Programme costs would include staff time for recruitment, co-ordination and facilitation; venue hire; participants' travel and care costs; and materials, marketing and administrative costs. Delivery could be shared between organisations undertaking recruitment of participants (e.g. local authorities, partnership bodies, housing associations), and other organisations facilitating and co-ordinating (e.g. training providers).
From the experience of this project, the following recommendations are suggested.
Development and recruitment:
- Consider adequate pre-programme outreach,development and recruitment time, especially in areas with cultural and other divides and a lack of existing networks crossing these divides.
- Make clear marketing material available emphasising networking and mutual support.
- Work alongside intermediary organisations and individuals who can make a vital contribution.
- Use appropriate access/networking routes to recruit participants, including local community workers and other known and trusted contacts.
- Value word of mouth and informal communications.
- Encourage participation from excluded sections of the community through buddying, mentoring, ‘friendly' venues and appropriate timings.
- Offer subtle support to less confident members.
Design and delivery:
- Vary group sizes (though not less than 12 and not more than 40) depending on the vibrancy and extent of community activities, groups and services.
- Vary the venue and session structure, providing curricular diversity and underscoring being ‘outside the box'.
- Provide frequent opportunities for small-group work with different participants.
- Be flexible and sensitive to local issues and needs, designing and adapting the curriculum accordingly.
- Make the experience sociable and fun.
- Value participants' expertise and viewpoints and enable everyone to express them.
- Encourage debate, expression of differing views and challenge; this may make for some ‘edgy' sessions needing sensitive facilitation.
- Adopt a responsive, non-oppressive approach, with pastoral care where needed.

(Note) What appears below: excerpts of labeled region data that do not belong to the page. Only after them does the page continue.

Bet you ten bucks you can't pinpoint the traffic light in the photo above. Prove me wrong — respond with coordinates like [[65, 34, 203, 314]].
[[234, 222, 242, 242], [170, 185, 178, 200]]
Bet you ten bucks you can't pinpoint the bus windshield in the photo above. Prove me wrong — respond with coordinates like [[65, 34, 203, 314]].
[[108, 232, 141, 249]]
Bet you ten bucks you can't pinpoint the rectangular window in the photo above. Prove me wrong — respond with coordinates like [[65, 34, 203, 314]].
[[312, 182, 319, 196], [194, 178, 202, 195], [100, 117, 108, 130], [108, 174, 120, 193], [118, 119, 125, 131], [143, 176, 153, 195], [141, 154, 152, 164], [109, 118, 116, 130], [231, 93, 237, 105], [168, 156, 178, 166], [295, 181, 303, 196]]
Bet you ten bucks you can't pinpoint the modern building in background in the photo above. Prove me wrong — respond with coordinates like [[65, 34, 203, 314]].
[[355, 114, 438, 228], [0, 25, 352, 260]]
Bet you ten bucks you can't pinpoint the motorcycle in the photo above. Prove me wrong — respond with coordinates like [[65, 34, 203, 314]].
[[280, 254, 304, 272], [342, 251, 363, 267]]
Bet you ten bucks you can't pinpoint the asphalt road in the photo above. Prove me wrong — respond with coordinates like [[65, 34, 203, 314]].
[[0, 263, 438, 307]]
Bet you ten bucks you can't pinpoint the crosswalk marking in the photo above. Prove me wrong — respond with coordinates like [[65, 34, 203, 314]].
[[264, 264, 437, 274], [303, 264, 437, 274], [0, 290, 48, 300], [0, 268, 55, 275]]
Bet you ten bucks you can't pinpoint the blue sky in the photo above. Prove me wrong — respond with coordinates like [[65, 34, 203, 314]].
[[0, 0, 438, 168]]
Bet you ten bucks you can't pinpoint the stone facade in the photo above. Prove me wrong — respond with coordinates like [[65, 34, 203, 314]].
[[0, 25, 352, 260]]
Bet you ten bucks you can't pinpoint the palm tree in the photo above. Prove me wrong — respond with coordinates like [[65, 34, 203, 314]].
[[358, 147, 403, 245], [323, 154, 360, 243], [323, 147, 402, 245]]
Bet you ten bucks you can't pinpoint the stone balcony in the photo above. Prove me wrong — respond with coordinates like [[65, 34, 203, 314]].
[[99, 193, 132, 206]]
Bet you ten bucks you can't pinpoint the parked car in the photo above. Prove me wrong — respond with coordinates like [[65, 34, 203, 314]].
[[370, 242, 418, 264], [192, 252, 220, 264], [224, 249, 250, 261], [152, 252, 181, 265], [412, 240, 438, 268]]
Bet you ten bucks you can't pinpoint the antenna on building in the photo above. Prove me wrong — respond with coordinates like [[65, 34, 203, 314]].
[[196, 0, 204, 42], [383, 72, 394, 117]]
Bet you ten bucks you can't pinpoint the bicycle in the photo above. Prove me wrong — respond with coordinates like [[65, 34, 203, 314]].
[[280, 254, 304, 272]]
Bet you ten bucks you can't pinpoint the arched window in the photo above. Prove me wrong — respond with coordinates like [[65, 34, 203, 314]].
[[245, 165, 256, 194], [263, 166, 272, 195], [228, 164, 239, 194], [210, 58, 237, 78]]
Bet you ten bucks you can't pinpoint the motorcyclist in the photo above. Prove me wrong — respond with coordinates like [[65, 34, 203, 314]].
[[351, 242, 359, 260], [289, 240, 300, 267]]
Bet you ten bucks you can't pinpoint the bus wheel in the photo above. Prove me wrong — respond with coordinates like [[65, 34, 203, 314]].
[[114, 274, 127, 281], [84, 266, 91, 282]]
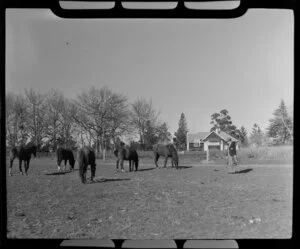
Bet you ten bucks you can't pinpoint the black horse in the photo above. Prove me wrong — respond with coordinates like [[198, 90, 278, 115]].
[[56, 148, 75, 171], [9, 144, 37, 176], [153, 144, 178, 169], [114, 143, 139, 172], [77, 147, 96, 184]]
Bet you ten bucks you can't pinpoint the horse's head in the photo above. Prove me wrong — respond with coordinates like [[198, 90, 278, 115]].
[[31, 145, 37, 157]]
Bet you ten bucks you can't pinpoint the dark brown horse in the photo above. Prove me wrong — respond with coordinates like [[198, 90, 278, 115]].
[[153, 144, 178, 169], [77, 147, 96, 184], [56, 148, 75, 171], [114, 143, 139, 172], [9, 144, 37, 176]]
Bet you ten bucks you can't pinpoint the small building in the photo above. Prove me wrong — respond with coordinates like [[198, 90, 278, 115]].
[[187, 131, 239, 151]]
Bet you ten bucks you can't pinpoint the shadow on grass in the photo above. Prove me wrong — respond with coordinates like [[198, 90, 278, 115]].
[[88, 178, 131, 184], [138, 168, 156, 171], [178, 166, 193, 169], [45, 169, 78, 176], [235, 168, 253, 174]]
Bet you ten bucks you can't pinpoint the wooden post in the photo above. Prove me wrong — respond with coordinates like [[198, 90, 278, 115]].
[[206, 146, 209, 162]]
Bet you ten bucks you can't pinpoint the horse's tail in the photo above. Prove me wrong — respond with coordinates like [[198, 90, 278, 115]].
[[171, 145, 179, 168], [9, 147, 18, 160], [77, 150, 87, 183], [135, 155, 139, 170]]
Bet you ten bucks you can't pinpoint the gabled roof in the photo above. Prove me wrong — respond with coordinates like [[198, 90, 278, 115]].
[[203, 131, 238, 142], [187, 131, 238, 142], [218, 131, 239, 142], [187, 132, 210, 141]]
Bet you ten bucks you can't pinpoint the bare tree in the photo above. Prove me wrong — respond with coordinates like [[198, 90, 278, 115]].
[[5, 92, 28, 146], [73, 87, 127, 159], [46, 89, 64, 150], [25, 88, 47, 150], [5, 92, 17, 147], [132, 98, 160, 149]]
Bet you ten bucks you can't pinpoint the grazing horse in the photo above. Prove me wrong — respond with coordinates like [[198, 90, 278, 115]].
[[77, 147, 96, 184], [56, 148, 75, 172], [9, 144, 37, 176], [153, 144, 178, 169], [114, 143, 139, 172]]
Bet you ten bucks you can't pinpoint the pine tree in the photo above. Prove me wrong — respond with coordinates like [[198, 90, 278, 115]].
[[239, 126, 248, 146], [250, 124, 264, 147], [267, 100, 293, 144], [210, 109, 241, 139], [174, 113, 188, 150]]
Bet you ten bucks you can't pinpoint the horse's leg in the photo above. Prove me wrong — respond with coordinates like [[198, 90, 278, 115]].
[[120, 159, 125, 172], [116, 159, 119, 171], [164, 156, 168, 168], [154, 153, 159, 168], [24, 159, 30, 175], [8, 157, 15, 176], [65, 159, 67, 173], [129, 160, 133, 172], [57, 158, 61, 171], [82, 164, 88, 183], [91, 164, 96, 182], [19, 159, 25, 175]]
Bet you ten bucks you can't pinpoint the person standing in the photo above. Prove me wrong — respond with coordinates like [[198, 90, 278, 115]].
[[228, 138, 237, 173]]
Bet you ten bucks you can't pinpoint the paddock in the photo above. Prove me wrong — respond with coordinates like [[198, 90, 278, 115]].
[[7, 156, 293, 239]]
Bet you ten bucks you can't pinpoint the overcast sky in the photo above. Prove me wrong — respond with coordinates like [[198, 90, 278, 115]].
[[6, 9, 294, 133]]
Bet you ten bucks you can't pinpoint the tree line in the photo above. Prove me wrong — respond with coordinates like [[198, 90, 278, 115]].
[[5, 86, 172, 152], [5, 86, 293, 153], [211, 99, 294, 147], [174, 100, 294, 150]]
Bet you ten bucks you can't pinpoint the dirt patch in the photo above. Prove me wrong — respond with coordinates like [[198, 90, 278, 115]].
[[7, 158, 293, 239]]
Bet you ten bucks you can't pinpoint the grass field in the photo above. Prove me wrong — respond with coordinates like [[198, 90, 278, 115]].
[[7, 155, 293, 239]]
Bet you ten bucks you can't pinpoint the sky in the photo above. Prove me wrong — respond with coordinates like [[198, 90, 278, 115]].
[[5, 9, 294, 134]]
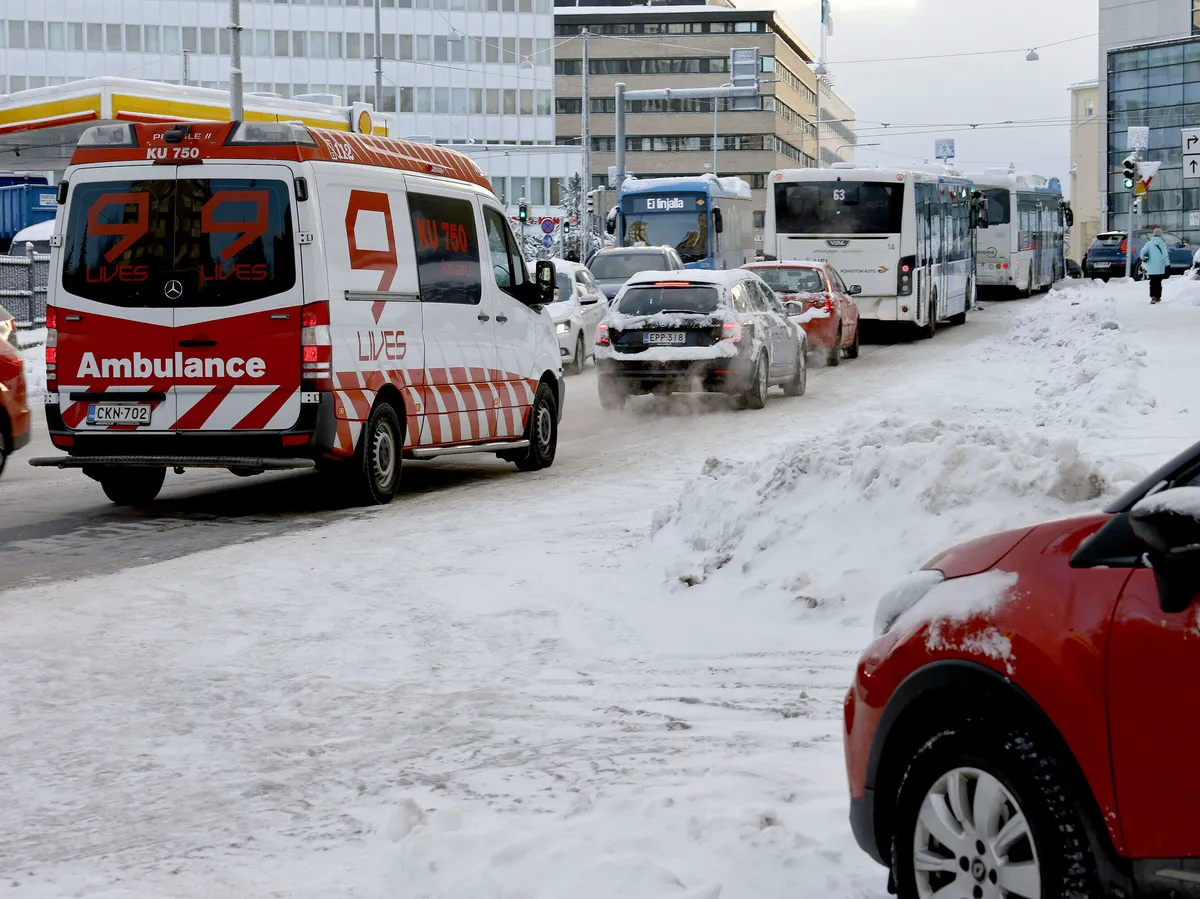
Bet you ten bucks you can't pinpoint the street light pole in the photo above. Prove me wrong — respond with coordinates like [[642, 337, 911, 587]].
[[580, 26, 592, 252], [372, 0, 383, 112], [229, 0, 246, 121]]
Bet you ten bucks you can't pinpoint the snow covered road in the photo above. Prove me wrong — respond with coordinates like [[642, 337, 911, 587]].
[[0, 281, 1200, 899]]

- Provide occasions for engaging with representatives of key agencies and other influential community leaders.
About the project
Susie Hay led this action project for Common Purpose, from April 2005 to April 2007, in four West Yorkshire areas: Todmorden (outlying area in Upper Calder Valley), Heckmondwike (market town), Shipley (outer city area) and Bradford BD5 (inner city area). The four programme groups varied in size from 14 to 25. Common Purpose (www.commonpurpose.org.uk) is an international leadership development organisation.